ACC & Ors (property and affairs deputy; recovering assets costs for legal proceedings) [2020] EWCOP 9

It can be quite common for litigation to occur while a deputy is acting, or for a deputy to act before litigation has concluded. However, what happens when the solicitor conducting litigation tries to recover costs from the assets of the Protected Party?


These proceedings concerned three individuals whose connection was that each had a property and affairs deputy who was in some way part of the same firm of solicitors conducting the litigation. The common issue in each matter was whether, and in what circumstances, the deputy could recover from the protected person’s assets costs which had been or were likely to be incurred in legal proceedings.

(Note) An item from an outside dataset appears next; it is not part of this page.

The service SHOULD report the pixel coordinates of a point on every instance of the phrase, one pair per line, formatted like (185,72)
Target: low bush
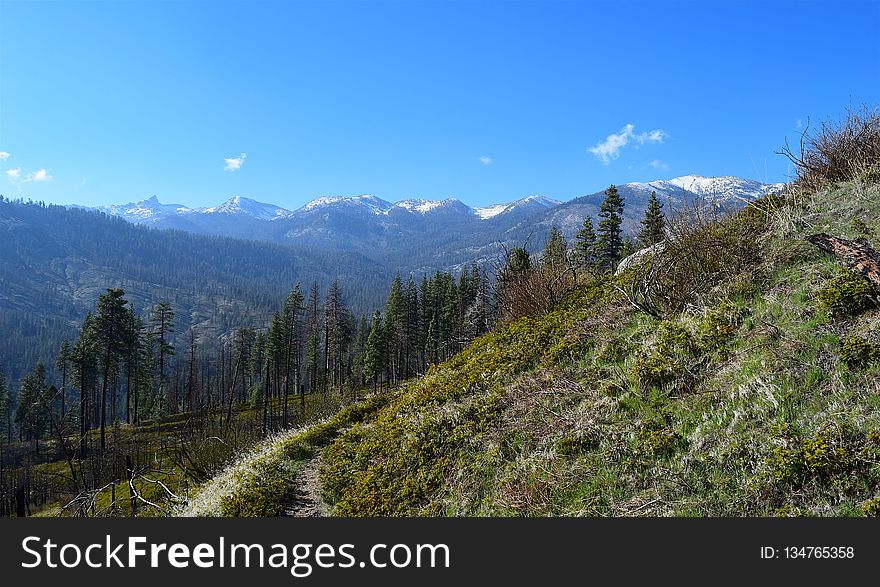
(845,295)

The Applicant deputies’ position was that a deputy had a “general” authorisation to manage a Protected Party’s property and affairs. This includes legal advice on contentious matters but falling short of conduct of litigation. The argument was that some pre-action work was recoverable. However, if there was an “urgent situation” then proceedings could be issued with the deputy seeking interim relief without specific prior authorisation from the Court of Protection.

The Official Solicitor who was acting on behalf of the protected parties (due to the conflict of interest with the Applicant deputies) contended that while advice on litigation could be sought, it was preferable for this to be done by a different firm and with prior authority from the Court. However, if the Deputy’s firm were to act, then special measures would need to be in place as it seemed easy for a conflict of interest to occur.

The Public Guardian, who joined the proceedings, took no position on the facts, but wished for the Court to set out the deputy’s powers as clearly as possible, and for any deputies to act in the best interest of their client, being free from conflict of interest.


HHJ Hilder stated that the “general” authority to manage encompasses common tasks which are required to administer the protected party’s estate efficiently.  The authority extended to non-contentious legal tasks, such as obtaining legal advice. To conduct litigation though specific authority was required unless it was in the Court of Protection for a property and affairs or welfare issue. If the deputy wished to instruct his own firm, then specific measures were required to address conflict of interest and specific authority was required to use the Protected Party’s funds.

  1. The deputy may seek prior authority
  2. The deputy is required to seek – in a manner which was proportionate to the magnitude of the costs involved and the importance of the issue to the protected party – three quotations from an appropriate provider (including one from his own firm), and determine where to give instructions in the best interest of the protected party
  3. The deputy must seek prior authority from the Court if the anticipated costs exceed £2,000.00 + VAT
  4. The deputy must clearly set out any legal fees incurred and account to the Public Guardian as well as appending the notes of the decision-making process

Our Conclusion

The Court will always put the protected party first. If a Deputy does wish to instruct their own firm, then all action must be taken to evidence that the Protected Party is protected. This must include obtaining appropriate quotes from prospective alternative suppliers. It is important to remember that a key element of the guidance given in this Judgment relates to evidence, there must be evidence in support of decisions made in the best interests of the protected party. The best way for this to happen would be to ensure that contemporaneous notes are prepared detailing decisions made.